On Question, "That the fourth and last Resolution be agreed to,"

COLONEL STUART KNOX

again appealed to the Speaker to say whether it came within the Order of Reference.

MR. SPEAKER

replied, that the Chairman of Committees was the proper judge of those matters which came under his notice while in Committee. He could not interfere with the decision of the Chairman at the suggestion of an individual Member.
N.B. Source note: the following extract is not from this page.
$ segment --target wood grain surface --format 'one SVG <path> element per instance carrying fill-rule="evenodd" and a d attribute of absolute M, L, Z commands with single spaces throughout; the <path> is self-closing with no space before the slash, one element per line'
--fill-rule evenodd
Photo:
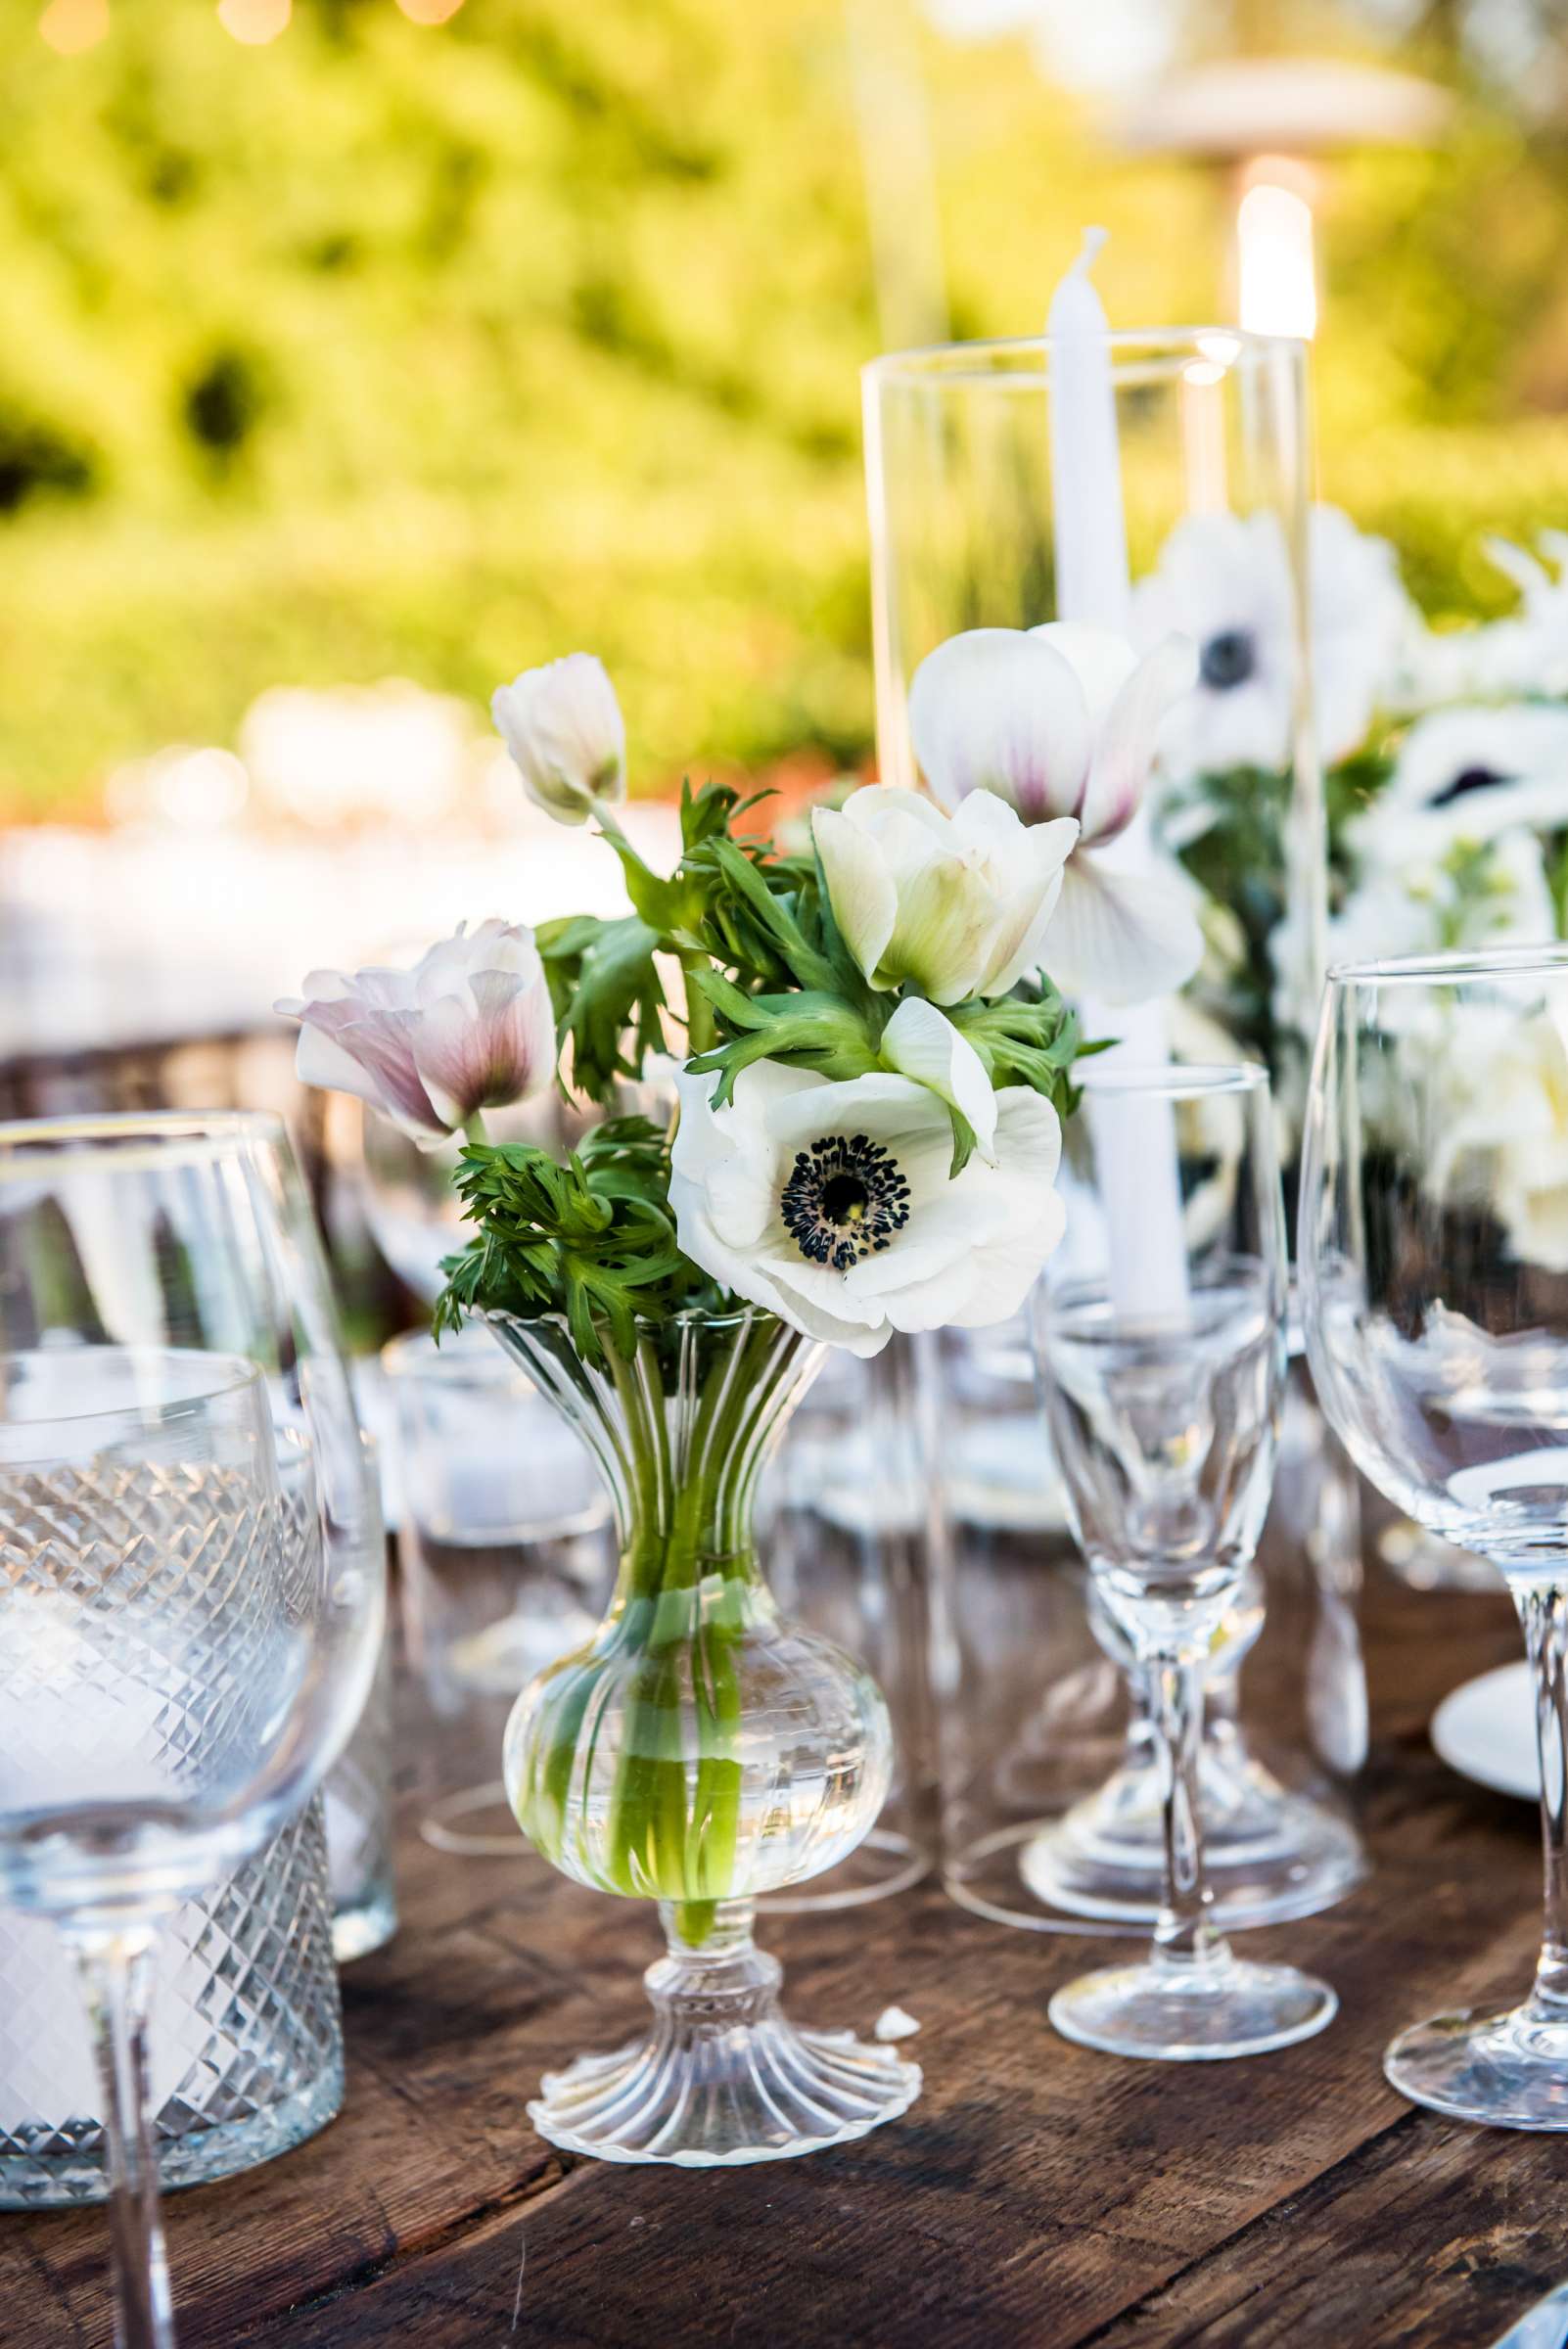
<path fill-rule="evenodd" d="M 1375 1870 L 1251 1934 L 1328 1976 L 1320 2038 L 1225 2064 L 1067 2046 L 1052 1988 L 1105 1944 L 988 1925 L 927 1887 L 780 1919 L 800 2020 L 921 2021 L 925 2093 L 860 2143 L 734 2172 L 575 2161 L 524 2105 L 630 2035 L 650 1913 L 515 1859 L 400 1843 L 403 1926 L 346 1977 L 343 2116 L 171 2198 L 182 2349 L 1470 2349 L 1568 2277 L 1568 2142 L 1451 2125 L 1387 2087 L 1404 2023 L 1522 1990 L 1538 1839 L 1433 1756 L 1437 1699 L 1518 1652 L 1502 1598 L 1365 1609 Z M 0 2218 L 0 2341 L 113 2339 L 102 2215 Z"/>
To authorize him to do so the Question must be brought before him by direction of the House.

COLONEL STUART KNOX

begged to move that the Question be raised, and that the Chairman be requested to state his opinion. ["No, no!"]

Resolutions reported;

  1. 1. "That it is necessary that the Established Church of Ireland should cease to exist as an 1949 Establishment, due regard being had to all personal interests and to all individual rights of properly."
  2. 2. "That, subject to the foregoing considerations, it is expedient to prevent the creation of new personal interests by the exorcise of any public patronage, and to confine the operations of the Ecclesiastical Commissioners of Ireland to objects of immediate necessity, or such as involve individual rights, pending the final decision of Parliament."
  3. 3. "That an humble Address be presented to Her Majesty, humbly to pray that, with a view to preventing, by legislation during the present Session, the creation of new personal interests through the exercise of any public patronage, Her Majesty would be graciously pleased to place at the disposal of Parliament, Her interest in the temporalities of the Archbishoprics, Bishoprics, and other Ecclesiastical Dignities and Benefices in Ireland, and in the custody thereof."
  4. 4. "That when legislative effect shall have been given to the First Resolution of this Committee, respecting the Established Church of Ireland, it is right and necessary that the Grant to Maynooth and the Regium Donum be discontinued, due regard being had to all personal interests."

Resolutions agreed to.

Resolved, That an humble Address be presented to Her Majesty, humbly to pray that, with a view to preventing, by legislation during the present Session, the creation of new personal interests through the exercise of any public patronage, Her Majesty would be graciously pleased to place at the disposal of Parliament, Her interest in the temporalities of the Archbishoprics, Bishoprics, and other Ecclesiastical Dignities and Benefices in Ireland, and in the custody thereof. — (Mr. Gladstone.)

To be presented by Privy Councillors.